Under the new law, no driver is allowed to text message while driving.

The law also says that drivers with a learner’s permit, or those who are 17 years old or younger, can’t operate a cell phone with their hands. That includes dialing a number, texting or using the device at all. The only way they can use a cell phone is with a hands-free device, such as a Bluetooth, that allows dialing by voice command.

“Hands free means hands free,” Champagne said. “They are not allowed to put their hands on the device while driving. Even grabbing the phone and pushing buttons is texting.”

Previously, texting was illegal but it was not grounds for an officer to pull over a driver. But if the driver was pulled over for another offense, they could also be ticketed for texting while driving.

Now texting will be a justification for a traffic stop.
Champagne said that it could be difficult for patrolling officers to differentiate between drivers who are texting and those who are doing other activities, such as opening a candy bar. Officers will have to use their best judgment when they think they see someone violating the law.

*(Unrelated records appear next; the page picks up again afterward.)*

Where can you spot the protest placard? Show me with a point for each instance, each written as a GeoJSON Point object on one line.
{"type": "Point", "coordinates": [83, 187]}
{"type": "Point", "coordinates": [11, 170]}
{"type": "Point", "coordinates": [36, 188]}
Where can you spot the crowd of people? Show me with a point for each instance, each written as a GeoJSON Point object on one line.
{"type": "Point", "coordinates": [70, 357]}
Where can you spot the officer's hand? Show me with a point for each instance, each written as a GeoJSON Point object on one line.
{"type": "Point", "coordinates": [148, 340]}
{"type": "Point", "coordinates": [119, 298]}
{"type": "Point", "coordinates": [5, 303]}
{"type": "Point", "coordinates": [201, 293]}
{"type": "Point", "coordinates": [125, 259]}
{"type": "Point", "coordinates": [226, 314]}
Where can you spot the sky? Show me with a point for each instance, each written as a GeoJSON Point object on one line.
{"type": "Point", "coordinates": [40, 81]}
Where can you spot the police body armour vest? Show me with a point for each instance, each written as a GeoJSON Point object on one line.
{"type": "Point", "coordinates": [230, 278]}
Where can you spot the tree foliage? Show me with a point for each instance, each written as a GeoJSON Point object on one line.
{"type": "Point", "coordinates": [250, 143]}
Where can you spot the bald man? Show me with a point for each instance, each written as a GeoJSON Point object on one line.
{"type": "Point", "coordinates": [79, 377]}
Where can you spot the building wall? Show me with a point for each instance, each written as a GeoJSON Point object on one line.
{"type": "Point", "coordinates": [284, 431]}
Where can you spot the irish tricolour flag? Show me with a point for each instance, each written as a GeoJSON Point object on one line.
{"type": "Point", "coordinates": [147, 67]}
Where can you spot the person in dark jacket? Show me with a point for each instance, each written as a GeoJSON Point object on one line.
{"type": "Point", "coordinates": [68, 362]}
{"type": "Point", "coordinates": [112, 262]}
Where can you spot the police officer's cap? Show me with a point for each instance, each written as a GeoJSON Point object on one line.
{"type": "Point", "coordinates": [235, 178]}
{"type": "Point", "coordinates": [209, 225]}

It will also be difficult for officers to determine the age of a driver who is talking on a cell phone without pulling them over to investigate.

“Typical Louisiana law – now they want the police officers to split hairs and decide what is what,” Champagne said. “(The law) is not that clear, but we’ll just do the best we can with enforcing it.”

Champagne said that the law potentially allows police to stop anyone who appears to be looking down or doing anything with their hands, but that his officers will do their best to only pull over those who are violating the new law.

“The important thing is that (a driver’s) attention needs to be on the road. Many more people are injured by traffic accidents than by any other kind of violent crime,” Champagne said. “The purpose of this is for people to just hang up and drive. It’s not the point to make police aggravate people by pulling them over.”

The only exception to the new laws about cell phone use is in the case of an emergency, Champagne said.